Structured the Loan Correctly
We structured the loan with a 30% deposit (Marco had built up equity through years of saving), an interest-only period for the first two years to help with cash flow during the transition from renting to owning, and a competitive commercial rate that was actually lower than what one of the banks had quoted before declining him.
Fast-Tracked the Approval
Because we had all the documentation prepared and presented it in the format the lender required, the application moved quickly. Marco received formal approval within three weeks of submitting the application — well within the timeframe needed to meet the purchase contract conditions.
The Result
- Loan amount: $750,000 commercial property loan
- Deposit: 30% ($321,000) from business savings
- Loan structure: Interest-only for 2 years, then principal & interest
- Approval time: 3 weeks from application to formal approval
- Monthly saving vs rent: ~$1,200 (and building equity)

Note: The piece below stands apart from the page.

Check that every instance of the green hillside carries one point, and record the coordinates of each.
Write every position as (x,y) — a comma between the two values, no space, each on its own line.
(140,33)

- Previous bank applications: 2 declined
"After two rejections, I thought owning the restaurant building was off the table. Having a broker who knew where to go and how to present my situation properly made all the difference. I wish I'd come here first."
Key Takeaway
Being declined by a bank doesn't mean you can't get a loan — it often just means you went to the wrong lender. Self-employed borrowers and commercial loans require specialist knowledge. A broker who understands commercial lending can find the right lender for your situation and present your application in the strongest possible way.